The problem is that we have two different versions of permutedims!:
julia> @which permutedims!(y3D,x3D,(2,3,1)) # This output is manually edited to use the StridedArray alias:
permutedims!(P::Array{T,N}, B::StridedArray{T,N}) where {T, N} in Base at multidimensional.jl:1273
julia> @which permutedims!(y3Dv,x3Dv,(2,3,1))
permutedims!(dest, src::AbstractArray, perm) in Base.PermutedDimsArrays at permuteddimsarray.jl:192
I think the multidimensional signature can actually be extended to be (::StridedArray, ::StridedArray), and that’d fix the issue here:
julia> test()
time permutedims: 9.587e-6
time permutedims (view): 0.006955433
slow down factor:725.5067278606446
# @eval Base permutedims!(::StridedArray, ::StridedArray)
julia> test()
time permutedims: 9.614e-6
time permutedims (view): 9.74e-6
slow down factor:1.0131058872477636
Edit: I don’t think it even requires strided-ness. Just linear indexing is sufficient.
I didn’t mean to express any degree of certainty in my diagnosis of the problem-- indeed, I was just offering up a guess. Thank you for finding the correct diagnosis.
Following up on your comment, I’m glad to hear that splats in Base will all specialize as expected. I’m curious how this is achieved-- is there something in the Julia code itself to insist that these particular splats gets specialized? Or are the splats checked during the continuous-integration process via test sets? The reason I ask is because in other threads, posters have wondered about splats in their own codes.

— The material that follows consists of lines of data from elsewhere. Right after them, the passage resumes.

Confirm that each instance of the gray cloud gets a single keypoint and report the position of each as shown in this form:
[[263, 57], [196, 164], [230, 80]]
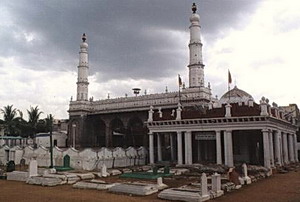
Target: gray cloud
[[120, 46]]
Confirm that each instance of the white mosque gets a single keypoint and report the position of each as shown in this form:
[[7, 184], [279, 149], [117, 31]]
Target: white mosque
[[189, 126]]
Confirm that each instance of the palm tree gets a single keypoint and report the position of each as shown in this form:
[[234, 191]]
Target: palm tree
[[9, 116], [33, 118]]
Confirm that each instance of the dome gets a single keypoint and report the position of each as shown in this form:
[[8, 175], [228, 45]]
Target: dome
[[236, 95], [195, 17], [84, 45]]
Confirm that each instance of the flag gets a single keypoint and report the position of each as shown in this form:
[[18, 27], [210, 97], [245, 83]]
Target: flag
[[179, 80], [229, 77]]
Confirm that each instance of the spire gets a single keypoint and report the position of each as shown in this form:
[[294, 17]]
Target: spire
[[194, 7], [83, 37], [196, 66], [83, 71]]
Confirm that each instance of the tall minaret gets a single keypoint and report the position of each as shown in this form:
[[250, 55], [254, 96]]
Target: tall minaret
[[196, 66], [83, 71]]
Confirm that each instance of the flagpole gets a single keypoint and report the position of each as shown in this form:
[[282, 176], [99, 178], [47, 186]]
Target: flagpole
[[179, 83]]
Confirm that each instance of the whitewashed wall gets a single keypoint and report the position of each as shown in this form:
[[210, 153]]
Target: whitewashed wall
[[87, 159]]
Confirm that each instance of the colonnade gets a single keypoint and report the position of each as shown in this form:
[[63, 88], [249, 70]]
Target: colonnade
[[279, 147]]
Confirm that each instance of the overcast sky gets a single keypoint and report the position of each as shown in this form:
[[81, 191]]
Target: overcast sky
[[144, 43]]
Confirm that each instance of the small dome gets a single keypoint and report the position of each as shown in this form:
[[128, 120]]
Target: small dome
[[195, 17], [84, 45], [236, 95]]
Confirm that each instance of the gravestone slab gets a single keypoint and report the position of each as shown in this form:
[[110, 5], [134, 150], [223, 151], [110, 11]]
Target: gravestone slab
[[44, 181], [216, 185], [135, 189], [246, 178], [33, 168], [174, 194], [17, 176], [85, 176]]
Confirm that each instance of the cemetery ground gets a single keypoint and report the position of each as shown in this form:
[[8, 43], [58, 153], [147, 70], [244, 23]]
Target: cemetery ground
[[277, 188]]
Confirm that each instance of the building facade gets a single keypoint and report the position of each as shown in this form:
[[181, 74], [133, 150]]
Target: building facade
[[188, 126]]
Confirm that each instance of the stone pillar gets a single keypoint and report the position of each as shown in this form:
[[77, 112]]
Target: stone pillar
[[188, 147], [277, 142], [271, 149], [218, 147], [159, 154], [33, 168], [266, 143], [285, 148], [216, 184], [228, 148], [172, 146], [179, 148], [296, 148], [291, 148], [151, 148], [204, 191]]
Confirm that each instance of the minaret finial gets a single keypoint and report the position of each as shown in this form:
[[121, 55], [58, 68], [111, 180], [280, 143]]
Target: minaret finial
[[83, 37], [194, 8]]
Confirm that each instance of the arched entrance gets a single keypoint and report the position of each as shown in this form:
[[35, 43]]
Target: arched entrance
[[136, 132], [118, 133]]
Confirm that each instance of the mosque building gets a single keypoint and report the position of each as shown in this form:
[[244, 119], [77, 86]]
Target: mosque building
[[189, 126]]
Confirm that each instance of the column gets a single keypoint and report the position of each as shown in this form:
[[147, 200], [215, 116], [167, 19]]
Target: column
[[266, 144], [296, 147], [291, 147], [285, 148], [151, 148], [159, 154], [179, 148], [218, 147], [188, 147], [271, 149], [172, 146], [277, 140], [228, 148]]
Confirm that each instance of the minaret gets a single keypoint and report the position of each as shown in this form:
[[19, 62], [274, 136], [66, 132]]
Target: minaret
[[83, 71], [196, 66]]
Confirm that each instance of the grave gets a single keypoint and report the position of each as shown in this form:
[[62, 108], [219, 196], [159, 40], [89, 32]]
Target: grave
[[216, 185], [17, 176], [185, 194], [246, 178], [148, 175], [44, 181], [33, 168], [135, 189], [10, 166], [94, 184], [66, 165]]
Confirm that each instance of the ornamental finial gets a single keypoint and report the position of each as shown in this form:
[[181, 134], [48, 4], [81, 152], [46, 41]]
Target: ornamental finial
[[83, 37], [194, 8]]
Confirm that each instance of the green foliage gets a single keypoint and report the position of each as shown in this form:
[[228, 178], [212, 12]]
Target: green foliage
[[15, 125]]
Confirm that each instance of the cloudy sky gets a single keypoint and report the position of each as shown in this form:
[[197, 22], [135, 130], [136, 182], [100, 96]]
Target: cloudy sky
[[144, 43]]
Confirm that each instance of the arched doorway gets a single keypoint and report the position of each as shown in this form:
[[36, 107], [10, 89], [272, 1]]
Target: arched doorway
[[136, 132], [118, 133], [99, 132]]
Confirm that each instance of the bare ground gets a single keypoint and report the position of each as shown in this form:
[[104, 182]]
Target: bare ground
[[278, 188]]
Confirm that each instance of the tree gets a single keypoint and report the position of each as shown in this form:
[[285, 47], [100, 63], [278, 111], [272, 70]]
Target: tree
[[33, 118], [10, 119]]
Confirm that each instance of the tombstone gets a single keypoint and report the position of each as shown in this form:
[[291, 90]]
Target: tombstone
[[216, 184], [22, 164], [104, 172], [33, 168], [10, 166], [155, 169], [166, 170], [246, 178], [67, 161], [204, 192], [160, 184]]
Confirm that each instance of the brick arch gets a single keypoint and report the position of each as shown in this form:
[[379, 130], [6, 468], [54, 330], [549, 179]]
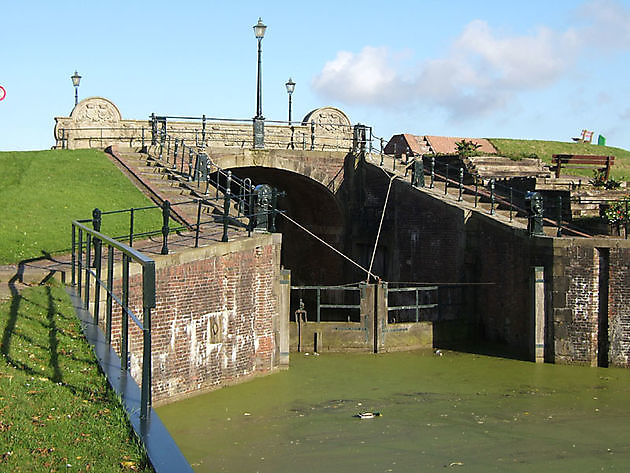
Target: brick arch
[[325, 168]]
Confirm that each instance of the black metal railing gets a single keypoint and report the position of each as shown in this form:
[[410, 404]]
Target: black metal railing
[[495, 193], [345, 308], [423, 298], [87, 267]]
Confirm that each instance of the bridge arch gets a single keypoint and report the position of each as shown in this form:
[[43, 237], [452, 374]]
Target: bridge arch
[[314, 197]]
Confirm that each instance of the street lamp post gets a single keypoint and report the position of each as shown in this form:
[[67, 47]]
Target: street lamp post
[[259, 120], [76, 79], [290, 88]]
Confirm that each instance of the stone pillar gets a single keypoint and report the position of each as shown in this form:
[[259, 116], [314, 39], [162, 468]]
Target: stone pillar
[[367, 312], [284, 305], [380, 307], [538, 313]]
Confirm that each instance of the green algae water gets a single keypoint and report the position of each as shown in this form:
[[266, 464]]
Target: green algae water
[[459, 412]]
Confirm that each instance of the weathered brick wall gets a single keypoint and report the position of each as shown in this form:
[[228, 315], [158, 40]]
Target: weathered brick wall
[[575, 304], [216, 320], [619, 306]]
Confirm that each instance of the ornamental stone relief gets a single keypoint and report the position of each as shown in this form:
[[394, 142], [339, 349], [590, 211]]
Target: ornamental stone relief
[[95, 110], [329, 119]]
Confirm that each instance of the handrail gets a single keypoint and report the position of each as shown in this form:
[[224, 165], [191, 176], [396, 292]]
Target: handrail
[[95, 238]]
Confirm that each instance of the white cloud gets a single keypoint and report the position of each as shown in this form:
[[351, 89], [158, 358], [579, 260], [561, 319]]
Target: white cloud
[[482, 71]]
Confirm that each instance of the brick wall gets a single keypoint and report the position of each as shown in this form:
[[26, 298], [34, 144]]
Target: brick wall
[[619, 306], [216, 320]]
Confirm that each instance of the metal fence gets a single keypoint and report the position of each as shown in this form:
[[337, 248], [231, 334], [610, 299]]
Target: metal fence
[[88, 247]]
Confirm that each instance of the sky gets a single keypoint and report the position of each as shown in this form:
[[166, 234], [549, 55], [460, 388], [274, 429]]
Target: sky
[[529, 70]]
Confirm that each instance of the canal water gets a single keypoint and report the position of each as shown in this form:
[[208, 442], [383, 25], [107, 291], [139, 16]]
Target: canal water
[[456, 412]]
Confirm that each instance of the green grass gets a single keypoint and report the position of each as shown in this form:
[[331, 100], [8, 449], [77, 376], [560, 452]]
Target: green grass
[[517, 149], [57, 412], [41, 192]]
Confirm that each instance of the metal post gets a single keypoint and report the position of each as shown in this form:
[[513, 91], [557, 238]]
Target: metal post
[[319, 300], [74, 249], [131, 224], [190, 173], [166, 215], [88, 251], [446, 180], [626, 219], [153, 130], [96, 224], [124, 325], [226, 207], [476, 190], [559, 218], [110, 288], [417, 303], [198, 223], [274, 205], [80, 262]]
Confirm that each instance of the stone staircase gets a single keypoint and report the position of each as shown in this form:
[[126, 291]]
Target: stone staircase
[[161, 181], [511, 215]]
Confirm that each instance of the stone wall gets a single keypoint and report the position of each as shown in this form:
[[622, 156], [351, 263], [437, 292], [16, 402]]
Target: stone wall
[[96, 122], [429, 239], [219, 317]]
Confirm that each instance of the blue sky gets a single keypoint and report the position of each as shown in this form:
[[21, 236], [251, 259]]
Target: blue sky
[[534, 70]]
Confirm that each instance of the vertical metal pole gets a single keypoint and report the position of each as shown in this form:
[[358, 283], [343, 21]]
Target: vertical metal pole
[[198, 223], [226, 206], [124, 326], [274, 205], [97, 280], [131, 222], [446, 180], [80, 262], [476, 190], [110, 288], [145, 393], [626, 219], [74, 249], [417, 303], [559, 218], [88, 251], [166, 215]]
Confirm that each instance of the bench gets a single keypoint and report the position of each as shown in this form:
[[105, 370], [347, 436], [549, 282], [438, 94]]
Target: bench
[[583, 161], [587, 137]]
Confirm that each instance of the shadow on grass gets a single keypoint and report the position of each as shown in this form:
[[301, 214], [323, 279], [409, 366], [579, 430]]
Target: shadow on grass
[[50, 322]]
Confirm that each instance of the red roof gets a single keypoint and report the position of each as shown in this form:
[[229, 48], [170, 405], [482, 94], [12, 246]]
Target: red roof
[[446, 144]]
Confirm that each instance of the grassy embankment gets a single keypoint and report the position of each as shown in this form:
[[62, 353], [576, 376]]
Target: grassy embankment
[[57, 412], [41, 192], [517, 149]]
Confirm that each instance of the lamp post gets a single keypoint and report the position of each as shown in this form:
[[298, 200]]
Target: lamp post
[[290, 88], [259, 120], [76, 79]]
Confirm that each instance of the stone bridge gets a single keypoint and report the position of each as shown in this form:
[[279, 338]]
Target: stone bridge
[[563, 299]]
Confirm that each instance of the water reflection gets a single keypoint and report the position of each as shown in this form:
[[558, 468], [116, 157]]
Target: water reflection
[[458, 411]]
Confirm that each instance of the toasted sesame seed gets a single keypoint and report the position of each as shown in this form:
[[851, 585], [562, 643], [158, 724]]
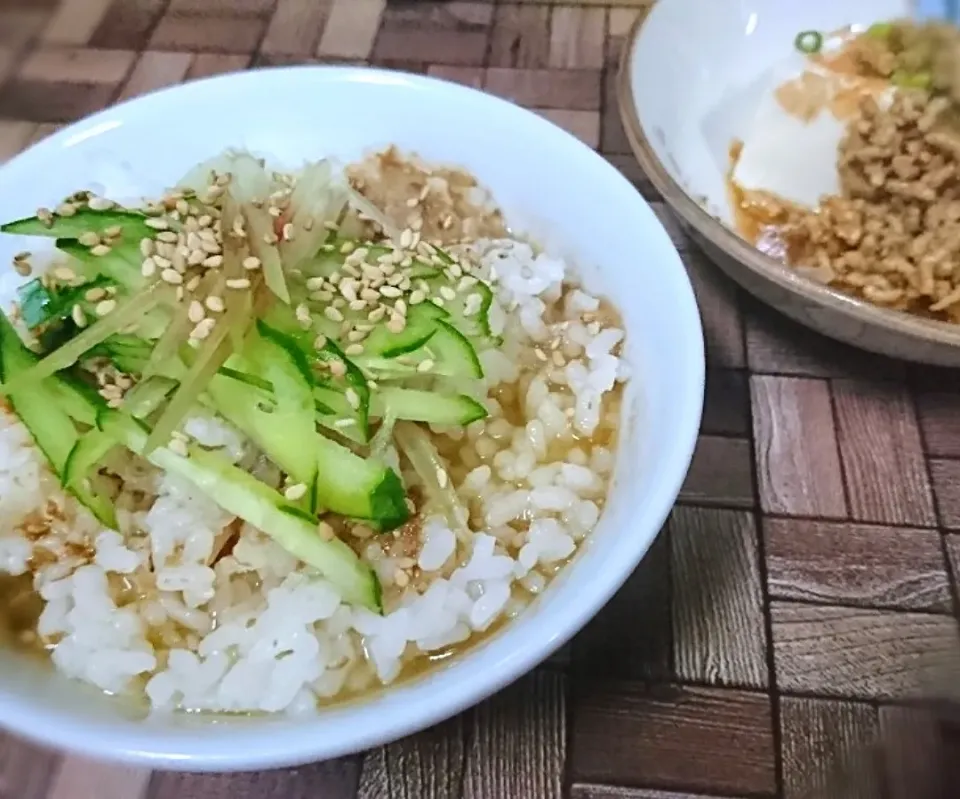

There are two potential sources for the “splatting penalty”:
It might not be type stable. If you have a collection like xs::Array where the length isn’t encoded in the type itself, then Julia needs to use dynamic dispatch at runtime to figure out which method of f (how many args) to call in f(xs…). This is by far the most common case that people run into.
If the function f doesn’t get inlined or specialized, then Julia might need to gather up the elements of xs into a temporary heap-allocated object in order to call the function.
Both of these are carefully avoided with type-stable Tuples (which know their length in their type) and with @inline or sometimes Vararg annotations throughout Base (like SubArray and ReshapedArray). There are times where we miss an inline or somesuch, but those are often easy to fix.
Thank you very much for these explanations.
If I have correctly understood, the view use is correct and do not cause performance penalty if the permutedim! signature is extended.